A day and a wake up. For those of us who served in Viet Nam, that is a real trigger. When we woke up, we got on the Freedom Bird, and flew back to the land of mini-skirts, the Big PX, oh, and family and friends. It was euphoric. In my case, the VC decided to dump a load of rockets on the Da Nang airstrip and we all ran for a trench (there was no true safety to run to, we just tried to find a hole to get into, and drag the cover over us). So, euphoria denied.

Earlier that year, in January, February, and March, I fought in my last battle at a place called Khe Sanh. The 2024 elections were not on my mind as I cohabited trenches and holes with rats. But long prior to that moment, I had made the decision that I was going to defend the principles of this country. So I joined the United States Marine Corps to avoid the draft, and get a dig in at my father, a former Army Officer.
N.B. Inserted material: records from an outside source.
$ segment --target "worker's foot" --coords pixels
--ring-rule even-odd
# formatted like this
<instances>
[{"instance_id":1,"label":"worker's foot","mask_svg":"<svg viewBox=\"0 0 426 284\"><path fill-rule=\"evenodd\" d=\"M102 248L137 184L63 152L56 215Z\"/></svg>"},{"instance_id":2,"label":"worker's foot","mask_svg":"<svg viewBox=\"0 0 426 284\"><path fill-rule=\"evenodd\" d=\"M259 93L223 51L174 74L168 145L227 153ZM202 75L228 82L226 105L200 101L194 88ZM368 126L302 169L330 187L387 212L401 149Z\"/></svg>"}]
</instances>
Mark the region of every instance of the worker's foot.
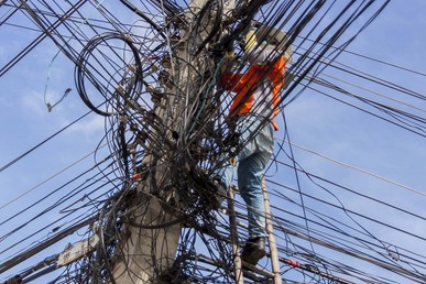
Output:
<instances>
[{"instance_id":1,"label":"worker's foot","mask_svg":"<svg viewBox=\"0 0 426 284\"><path fill-rule=\"evenodd\" d=\"M218 210L222 201L227 197L227 189L219 179L214 179L214 185L216 188L216 193L211 198L211 207L214 210Z\"/></svg>"},{"instance_id":2,"label":"worker's foot","mask_svg":"<svg viewBox=\"0 0 426 284\"><path fill-rule=\"evenodd\" d=\"M264 237L248 239L241 252L241 259L252 265L256 265L265 255L266 248Z\"/></svg>"}]
</instances>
But I joined the military because it seemed that there was a duty to uphold the principles of democracy. If you enjoy the benefits, it seemed to me, you should consider standing up to defend those benefits. If that meant dying, well, that was the price of freedom and democracy.

There are lots of argument to be had about the rightness and wrongness of that war. I will not debate them. I did me, you do you.

And now, once again, I look at a day and a wake-up and there is a grave chance that war is on the other side of that wake up. Was all that I did, and my friends and brothers in arms, now valued at worthless? By many, including Trump, the answer is yes.

I could not imagine in 1966, 1967, 1968, that the sacrifices of a generation of young men and women and their blood, would come to mean so little. And before us? The Korean War, WW II, WWI, all thrown aside.

Ms. Harris argues that this is about Democracy. She does not mention the cost of that democracy. If anyone has her phone number, call her and tell her that I did not fight and avoid death so people could argue in the abstract. The dead in their graves at Arlington, across Europe, and most importantly those who lie in dirt and mud on foreign soil who have never been repatriated, demand to be remembered as the life givers to Democracy.

With respect to James Carville, it is not about the economy, stupid, it is about the cost of Democracy.

And now, back to the Evening News with Walter Cronkite, and another bottle of Buffalo Trace.